‘Green’ tiles make use of waste to meet environmental standards
Clearing out industrial waste and helping builders make more eco-friendly structures are the name of the game for three new lines of products at Trikeenan Tileworks.
Kristin Powers, founder and chief executive officer of Trikeenan Tileworks, said the new products premiered at Build Boston, a major design and construction trade show, from Nov. 18-20.
“In the building industry, people are thinking really carefully on what they’re spending their money on,” Powers said. “Projects that are looking to adhere to those standards, or to meet the criteria for certification, they look carefully at what they’re building with.”
The U.S. Green Building Council, a non-profit consortium of manufacturers and builders, created the Leadership in Energy and Environmental Design building grading system, which is a set of standards for environmentally-sustainable construction. Some states and municipalities offer tax incentives and other benefits to contractors building structures meeting LEED standards.

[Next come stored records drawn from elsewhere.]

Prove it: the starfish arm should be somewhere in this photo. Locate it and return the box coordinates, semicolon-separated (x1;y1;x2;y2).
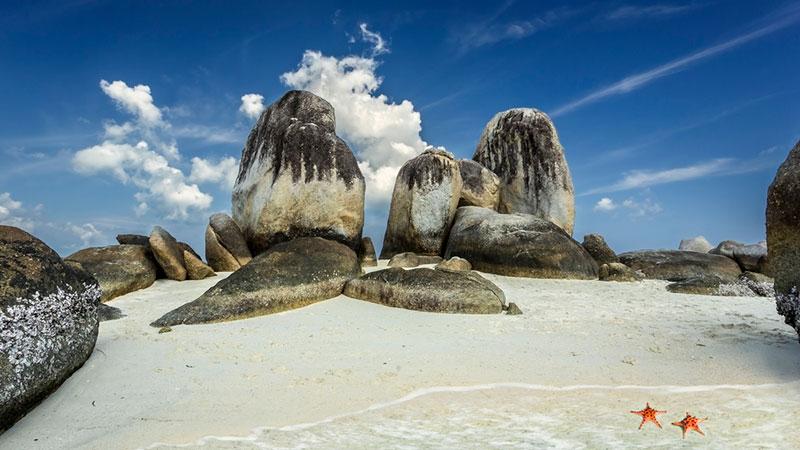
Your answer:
699;417;708;422
654;419;662;429
638;420;644;430
694;427;705;436
630;410;642;414
656;410;667;414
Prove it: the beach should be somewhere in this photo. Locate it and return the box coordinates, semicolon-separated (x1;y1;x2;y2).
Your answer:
2;262;799;449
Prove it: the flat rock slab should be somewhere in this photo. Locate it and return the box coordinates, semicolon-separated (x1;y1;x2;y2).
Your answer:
151;237;361;326
619;250;742;282
66;245;158;302
344;267;505;314
444;206;598;279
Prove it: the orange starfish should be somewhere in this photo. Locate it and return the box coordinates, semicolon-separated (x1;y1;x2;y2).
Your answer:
630;402;667;429
672;412;707;438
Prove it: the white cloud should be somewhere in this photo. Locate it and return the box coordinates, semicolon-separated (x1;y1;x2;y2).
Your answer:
552;4;800;116
100;80;163;127
73;140;212;219
67;223;105;246
281;50;429;205
0;192;36;231
593;197;617;212
622;197;663;217
189;156;239;190
359;23;389;56
453;6;577;52
585;159;734;194
239;93;265;119
604;4;700;21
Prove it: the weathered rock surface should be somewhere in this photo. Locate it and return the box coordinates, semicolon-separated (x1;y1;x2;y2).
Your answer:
360;237;377;267
709;240;744;259
205;213;252;272
458;159;500;209
0;226;100;431
619;250;742;282
666;275;733;296
183;250;215;280
582;234;619;265
598;263;642;282
435;256;472;271
116;234;149;246
178;242;202;262
732;242;768;273
343;267;504;314
65;245;157;302
505;302;523;315
148;226;186;281
473;108;575;234
679;236;712;253
232;90;365;254
444;207;598;279
97;303;125;322
388;252;444;268
767;140;800;339
739;271;775;297
151;238;361;326
381;149;462;258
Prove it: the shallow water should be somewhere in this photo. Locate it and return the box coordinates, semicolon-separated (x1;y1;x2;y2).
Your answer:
149;381;800;449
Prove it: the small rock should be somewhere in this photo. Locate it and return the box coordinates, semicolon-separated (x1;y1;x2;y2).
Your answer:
435;256;472;271
505;302;523;315
388;252;443;268
158;326;172;334
598;263;642;282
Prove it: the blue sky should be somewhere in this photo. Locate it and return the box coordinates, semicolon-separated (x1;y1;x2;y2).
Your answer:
1;0;798;256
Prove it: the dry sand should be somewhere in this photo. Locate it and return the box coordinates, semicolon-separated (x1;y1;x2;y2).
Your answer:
1;262;799;449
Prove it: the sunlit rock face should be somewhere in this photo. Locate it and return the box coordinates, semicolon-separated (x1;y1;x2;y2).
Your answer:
473;108;575;235
0;226;100;431
232;90;365;255
767;139;800;340
381;149;462;259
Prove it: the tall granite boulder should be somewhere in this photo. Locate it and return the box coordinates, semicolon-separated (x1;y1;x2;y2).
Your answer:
151;238;361;326
232;90;365;254
679;236;712;253
444;207;598;279
1;226;100;431
582;234;619;265
344;267;504;314
381;149;463;258
205;213;252;272
767;140;800;340
473;108;575;234
148;226;186;281
458;159;500;209
732;242;768;273
65;245;158;302
618;250;742;282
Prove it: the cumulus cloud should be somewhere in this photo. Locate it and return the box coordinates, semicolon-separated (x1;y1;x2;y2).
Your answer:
594;197;617;212
100;80;163;127
189;156;239;190
0;192;37;231
239;93;265;119
281;50;428;205
359;23;389;56
73;80;236;220
67;222;105;246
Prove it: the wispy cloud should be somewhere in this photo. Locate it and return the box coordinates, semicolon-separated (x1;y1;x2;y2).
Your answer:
452;3;580;53
603;3;703;21
359;23;390;56
552;4;800;117
584;155;777;195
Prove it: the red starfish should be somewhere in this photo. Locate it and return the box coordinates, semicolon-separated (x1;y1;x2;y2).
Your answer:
672;412;707;438
630;402;667;429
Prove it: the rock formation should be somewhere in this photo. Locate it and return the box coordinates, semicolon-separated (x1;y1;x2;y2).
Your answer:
151;238;361;326
205;213;252;272
0;226;100;431
116;234;150;246
679;236;712;253
65;245;158;302
360;237;377;267
387;252;443;268
458;159;500;209
148;226;187;281
182;251;215;280
709;240;744;259
444;206;598;279
473;108;575;234
767;139;800;340
381;149;462;258
435;256;472;271
598;263;642;282
344;267;504;314
618;250;742;282
232;90;365;254
732;242;768;273
582;234;619;265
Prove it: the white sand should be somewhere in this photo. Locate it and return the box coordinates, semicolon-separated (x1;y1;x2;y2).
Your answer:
2;262;799;449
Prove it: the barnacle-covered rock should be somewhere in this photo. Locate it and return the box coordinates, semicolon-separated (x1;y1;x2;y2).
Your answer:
1;226;100;431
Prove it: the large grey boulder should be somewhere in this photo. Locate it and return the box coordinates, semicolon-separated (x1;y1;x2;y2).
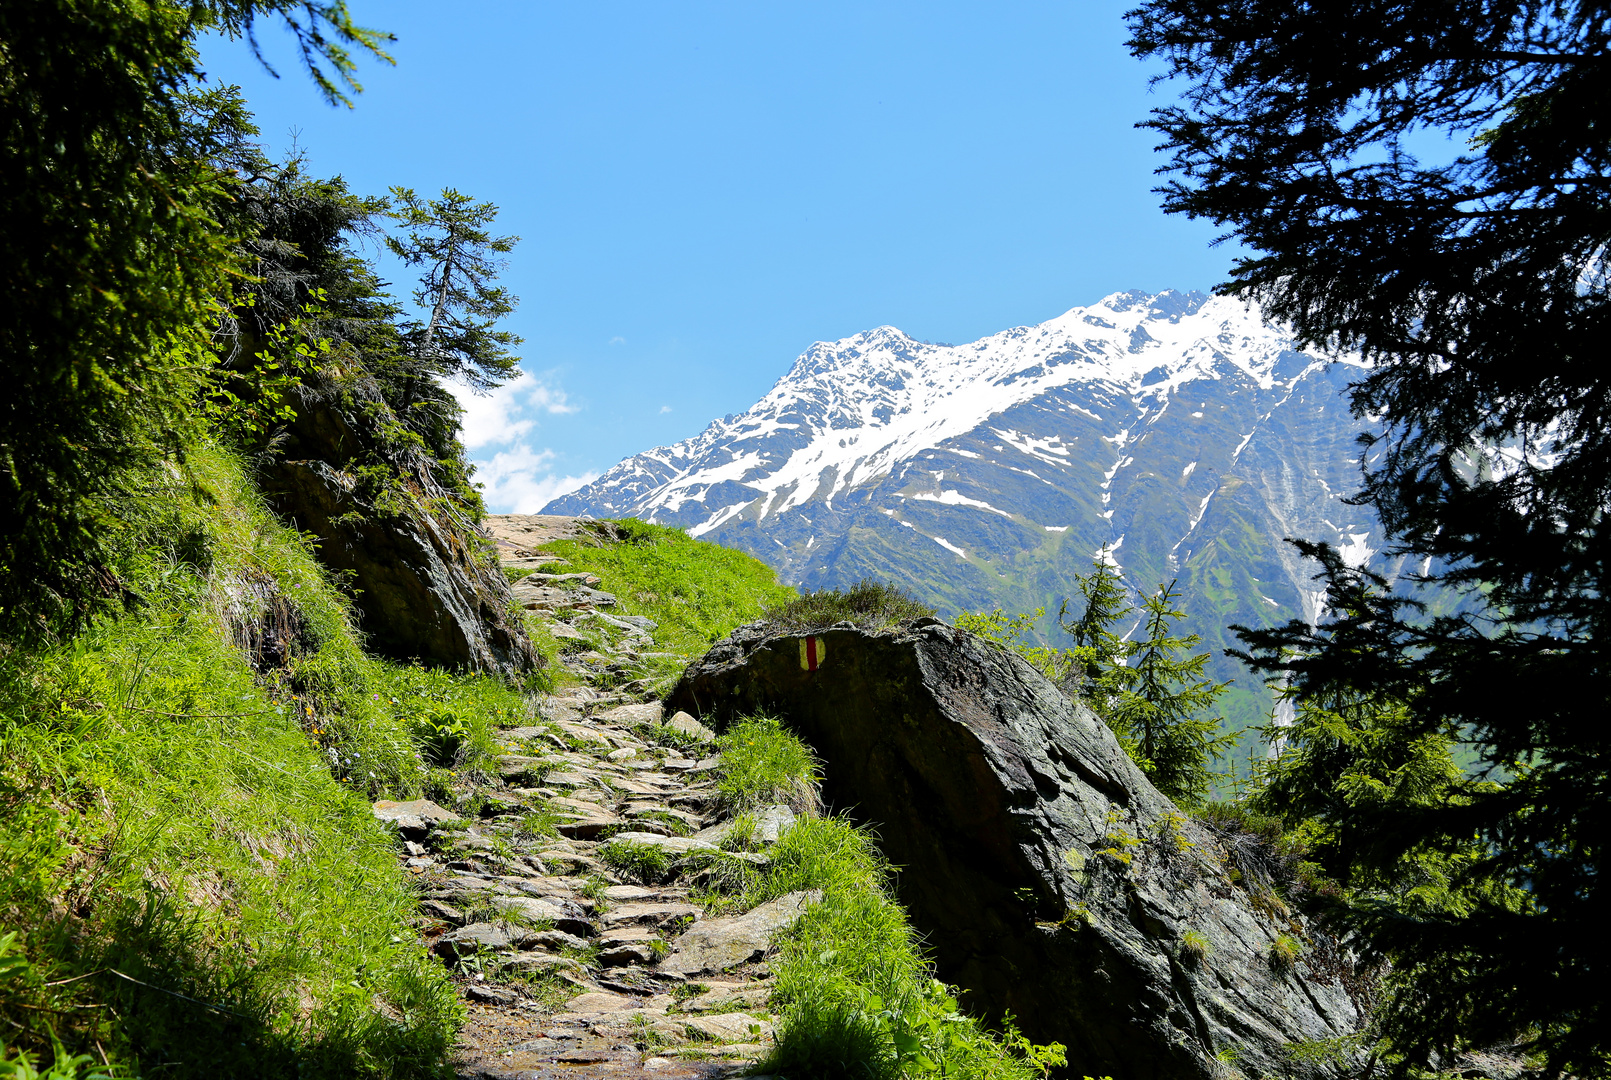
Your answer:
266;457;538;676
666;620;1369;1080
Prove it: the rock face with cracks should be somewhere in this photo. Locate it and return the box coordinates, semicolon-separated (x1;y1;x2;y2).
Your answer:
666;619;1368;1080
261;386;538;677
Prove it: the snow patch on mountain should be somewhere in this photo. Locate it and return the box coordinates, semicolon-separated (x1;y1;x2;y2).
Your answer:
556;289;1363;535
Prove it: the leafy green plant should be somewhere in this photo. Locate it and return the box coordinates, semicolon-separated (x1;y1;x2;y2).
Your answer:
1196;801;1333;903
715;716;820;814
412;706;471;767
762;579;935;634
1278;1034;1370;1069
1058;903;1092;931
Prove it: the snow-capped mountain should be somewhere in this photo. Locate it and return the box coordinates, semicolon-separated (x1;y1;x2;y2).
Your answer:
548;289;1391;741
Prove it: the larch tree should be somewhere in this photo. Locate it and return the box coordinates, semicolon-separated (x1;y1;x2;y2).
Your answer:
1110;580;1235;808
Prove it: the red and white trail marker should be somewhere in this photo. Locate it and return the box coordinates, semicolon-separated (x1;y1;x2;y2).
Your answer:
798;635;827;672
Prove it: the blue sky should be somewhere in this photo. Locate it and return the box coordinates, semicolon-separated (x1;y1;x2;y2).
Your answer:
202;1;1237;511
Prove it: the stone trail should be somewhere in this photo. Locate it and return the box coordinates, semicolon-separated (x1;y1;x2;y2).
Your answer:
373;530;794;1079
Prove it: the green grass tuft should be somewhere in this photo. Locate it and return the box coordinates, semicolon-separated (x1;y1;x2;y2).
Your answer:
762;579;935;634
1269;934;1303;973
714;716;820;814
1180;929;1212;965
599;838;673;885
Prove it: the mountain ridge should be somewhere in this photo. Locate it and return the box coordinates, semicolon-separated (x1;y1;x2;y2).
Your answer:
548;289;1391;758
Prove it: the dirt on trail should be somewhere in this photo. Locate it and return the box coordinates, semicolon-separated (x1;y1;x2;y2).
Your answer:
374;517;785;1080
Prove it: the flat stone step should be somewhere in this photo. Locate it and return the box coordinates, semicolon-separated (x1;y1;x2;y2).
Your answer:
601;902;701;930
603;832;717;856
499;951;587;977
553;720;614;748
681;1012;775;1044
542;770;600;787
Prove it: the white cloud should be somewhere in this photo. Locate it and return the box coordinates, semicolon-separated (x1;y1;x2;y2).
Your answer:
472;445;598;514
659;405;673;414
450;370;578;451
609;336;626;346
444;369;593;513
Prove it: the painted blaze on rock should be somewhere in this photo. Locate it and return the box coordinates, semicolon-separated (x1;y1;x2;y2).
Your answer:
667;620;1368;1080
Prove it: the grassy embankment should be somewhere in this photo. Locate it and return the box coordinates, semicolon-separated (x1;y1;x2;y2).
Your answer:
520;518;796;695
707;716;1067;1080
0;446;530;1079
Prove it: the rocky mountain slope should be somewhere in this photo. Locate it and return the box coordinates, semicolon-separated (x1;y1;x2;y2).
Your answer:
547;290;1395;743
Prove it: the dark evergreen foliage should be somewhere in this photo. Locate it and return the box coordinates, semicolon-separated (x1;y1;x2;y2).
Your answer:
1128;0;1610;1070
0;1;388;639
1059;562;1233;806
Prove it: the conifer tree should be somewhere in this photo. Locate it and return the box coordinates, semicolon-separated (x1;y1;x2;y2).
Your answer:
1108;580;1234;807
385;187;522;416
1128;1;1609;1068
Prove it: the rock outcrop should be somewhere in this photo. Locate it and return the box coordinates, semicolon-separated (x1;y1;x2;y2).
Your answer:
260;379;538;677
667;620;1369;1080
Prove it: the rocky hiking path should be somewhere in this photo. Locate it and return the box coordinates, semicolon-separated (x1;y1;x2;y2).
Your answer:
373;517;790;1080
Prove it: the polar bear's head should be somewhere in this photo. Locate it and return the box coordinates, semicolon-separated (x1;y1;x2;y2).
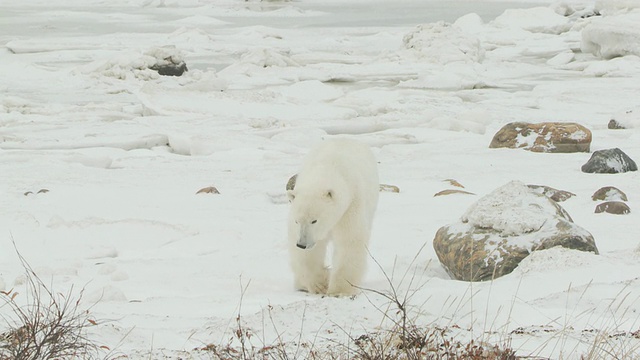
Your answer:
287;187;350;250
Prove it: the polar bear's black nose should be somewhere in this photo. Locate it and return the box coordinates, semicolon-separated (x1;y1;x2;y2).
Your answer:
296;243;307;249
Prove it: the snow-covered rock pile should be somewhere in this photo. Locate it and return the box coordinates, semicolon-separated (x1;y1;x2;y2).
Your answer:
80;47;188;80
433;181;598;282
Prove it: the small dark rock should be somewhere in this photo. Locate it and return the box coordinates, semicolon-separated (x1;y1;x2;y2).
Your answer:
580;10;601;18
380;184;400;193
581;148;638;174
608;119;626;129
444;179;465;188
196;186;220;195
434;189;475;197
286;174;297;191
595;201;630;215
24;189;49;196
150;62;188;76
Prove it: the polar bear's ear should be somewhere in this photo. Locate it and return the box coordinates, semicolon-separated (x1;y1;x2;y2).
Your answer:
287;190;296;202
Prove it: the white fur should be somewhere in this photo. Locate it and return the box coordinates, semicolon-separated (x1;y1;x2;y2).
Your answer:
287;139;379;296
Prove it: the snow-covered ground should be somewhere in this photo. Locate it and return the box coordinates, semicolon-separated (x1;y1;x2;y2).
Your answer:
2;0;640;358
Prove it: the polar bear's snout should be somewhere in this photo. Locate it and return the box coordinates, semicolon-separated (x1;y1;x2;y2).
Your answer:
296;226;315;250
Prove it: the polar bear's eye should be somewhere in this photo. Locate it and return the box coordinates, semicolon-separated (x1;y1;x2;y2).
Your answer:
311;220;317;224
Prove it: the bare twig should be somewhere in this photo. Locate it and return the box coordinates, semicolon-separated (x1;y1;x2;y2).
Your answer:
0;237;112;360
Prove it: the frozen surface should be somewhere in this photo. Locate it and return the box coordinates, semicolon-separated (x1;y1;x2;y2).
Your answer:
2;0;640;358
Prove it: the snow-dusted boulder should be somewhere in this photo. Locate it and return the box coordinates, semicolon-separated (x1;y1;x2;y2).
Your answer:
581;13;640;59
592;186;628;201
492;7;571;34
527;184;575;202
595;201;631;215
489;122;592;153
581;148;638;173
402;22;484;63
79;46;188;80
145;47;188;76
433;181;598;282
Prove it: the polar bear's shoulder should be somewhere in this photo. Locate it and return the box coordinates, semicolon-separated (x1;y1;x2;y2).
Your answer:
296;139;378;195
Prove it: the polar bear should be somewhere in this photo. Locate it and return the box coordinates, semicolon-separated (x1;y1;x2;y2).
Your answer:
287;138;379;296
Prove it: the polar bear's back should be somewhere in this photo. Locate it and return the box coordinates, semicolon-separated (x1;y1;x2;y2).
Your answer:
297;138;379;215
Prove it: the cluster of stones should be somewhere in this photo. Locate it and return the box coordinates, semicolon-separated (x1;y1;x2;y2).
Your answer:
433;121;636;282
592;186;630;215
490;122;637;173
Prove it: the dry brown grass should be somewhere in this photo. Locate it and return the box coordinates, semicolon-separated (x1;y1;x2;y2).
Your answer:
0;241;113;360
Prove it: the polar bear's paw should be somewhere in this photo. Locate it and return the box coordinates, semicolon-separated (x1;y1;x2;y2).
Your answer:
327;278;357;297
295;267;329;294
306;280;328;294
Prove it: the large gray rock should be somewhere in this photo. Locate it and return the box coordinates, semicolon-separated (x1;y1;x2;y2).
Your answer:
489;122;592;153
433;181;598;282
581;148;637;174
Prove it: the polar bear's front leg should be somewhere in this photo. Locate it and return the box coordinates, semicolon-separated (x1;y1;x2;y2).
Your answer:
290;240;329;294
327;231;368;296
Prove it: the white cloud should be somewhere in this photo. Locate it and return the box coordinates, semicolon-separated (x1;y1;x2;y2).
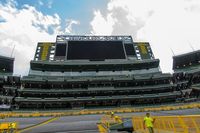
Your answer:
90;10;116;35
0;1;78;75
65;19;80;34
90;0;200;73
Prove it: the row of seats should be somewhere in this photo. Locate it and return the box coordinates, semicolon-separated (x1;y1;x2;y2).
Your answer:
15;91;181;102
22;73;171;82
22;77;172;89
19;83;175;92
18;87;175;98
0;76;20;85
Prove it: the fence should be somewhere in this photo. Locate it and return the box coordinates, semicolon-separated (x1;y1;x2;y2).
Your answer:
133;115;200;133
0;102;200;119
98;114;200;133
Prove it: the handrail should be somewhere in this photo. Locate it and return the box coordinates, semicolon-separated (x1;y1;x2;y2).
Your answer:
132;115;200;133
98;114;200;133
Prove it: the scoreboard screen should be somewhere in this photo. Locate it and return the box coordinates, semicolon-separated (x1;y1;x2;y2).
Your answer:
67;41;126;60
55;43;67;57
124;43;136;56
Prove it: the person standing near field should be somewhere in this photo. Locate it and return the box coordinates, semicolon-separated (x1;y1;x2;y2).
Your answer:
143;113;155;133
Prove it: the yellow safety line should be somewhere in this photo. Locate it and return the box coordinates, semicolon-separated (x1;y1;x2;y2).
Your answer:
19;117;59;133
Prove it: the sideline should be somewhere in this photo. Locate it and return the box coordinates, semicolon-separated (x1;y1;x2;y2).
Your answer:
19;117;59;133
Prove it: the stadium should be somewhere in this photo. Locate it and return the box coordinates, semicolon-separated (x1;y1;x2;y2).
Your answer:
0;35;200;132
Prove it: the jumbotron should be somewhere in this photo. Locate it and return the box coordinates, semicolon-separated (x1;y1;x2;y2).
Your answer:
0;35;200;110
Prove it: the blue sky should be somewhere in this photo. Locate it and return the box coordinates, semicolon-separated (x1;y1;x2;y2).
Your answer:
8;0;108;34
0;0;200;75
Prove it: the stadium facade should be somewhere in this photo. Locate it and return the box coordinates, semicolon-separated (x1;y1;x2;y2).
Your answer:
0;35;200;110
0;55;20;109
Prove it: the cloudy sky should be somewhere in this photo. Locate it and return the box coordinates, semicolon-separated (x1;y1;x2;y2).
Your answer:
0;0;200;75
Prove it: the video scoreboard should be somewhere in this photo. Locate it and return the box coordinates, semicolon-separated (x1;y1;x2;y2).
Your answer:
34;36;155;61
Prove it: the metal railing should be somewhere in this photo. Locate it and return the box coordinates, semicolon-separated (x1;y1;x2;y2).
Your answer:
0;102;200;119
133;115;200;133
98;114;200;133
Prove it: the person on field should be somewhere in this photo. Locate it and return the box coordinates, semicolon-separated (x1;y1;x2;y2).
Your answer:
110;111;114;118
143;113;155;133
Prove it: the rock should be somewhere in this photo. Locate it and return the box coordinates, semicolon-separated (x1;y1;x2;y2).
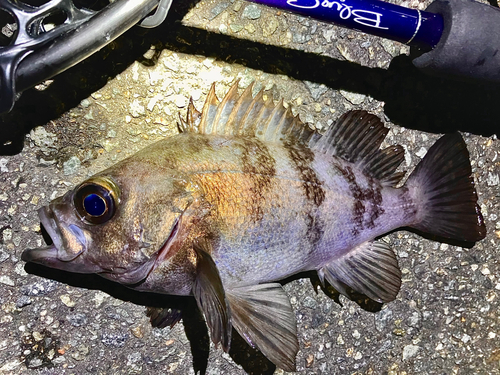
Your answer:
402;345;420;360
375;308;393;332
66;313;88;327
340;90;366;105
0;159;8;173
242;4;261;19
302;296;318;309
16;296;32;308
209;2;230;20
29;127;57;153
63;156;81;176
304;81;329;101
129;99;146;118
101;331;129;348
0;275;15;286
21;279;59;296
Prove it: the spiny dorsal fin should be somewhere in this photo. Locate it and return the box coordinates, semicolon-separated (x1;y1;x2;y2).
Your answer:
309;110;405;186
181;84;404;185
181;81;317;144
179;98;202;133
199;84;221;135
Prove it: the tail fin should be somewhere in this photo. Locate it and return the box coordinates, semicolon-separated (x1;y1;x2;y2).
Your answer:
406;133;486;243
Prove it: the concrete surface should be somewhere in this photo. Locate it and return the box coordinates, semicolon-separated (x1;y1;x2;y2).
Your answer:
0;0;499;374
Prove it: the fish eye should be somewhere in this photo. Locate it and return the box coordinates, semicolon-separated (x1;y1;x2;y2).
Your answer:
74;177;120;225
83;193;106;217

The new tiles should help, as most of the material is from waste.
The first production line, the Reclamation Collection, is colored using waste glaze.
When glaze is sprayed on tiles, there is leftover glaze that is not used, which must be stored and disposed of properly. Now, that waste glaze is mixed into unique colors and placed on tiles — saving disposal costs and offering more green building credits.
“To ensure that no waste leaves our factory we have created a closed loop system to trap our waste glaze sludge, creating a ratatouille of all of our colors,” the firm’s Web site states. “We then reformulate the sludge into a recycled glaze that is as durable as all of our glazes put together.”
The second new product line is Boneyard Brick — which uses seconds from a major brick manufacturer and clears out the company’s waste site.
Metropolitan Ceramics, based in Canton, Ohio, manufactures thin, unglazed bricks. While many come out perfectly, some do not — like in a slightly off color, size or other criteria — and are sent to the firm’s scrapyard. Trikeenan takes the seconds and glazes them with the reclaimed glaze, making unique tiles that take little more than the energy to fire the glazes.
“They’re a brand-new product, so right now, it’s a small percentage of our business,” Powers said. “We’ve had a great reception.”
Powers said the firm has submitted several bids using the new production lines and is hopeful for success.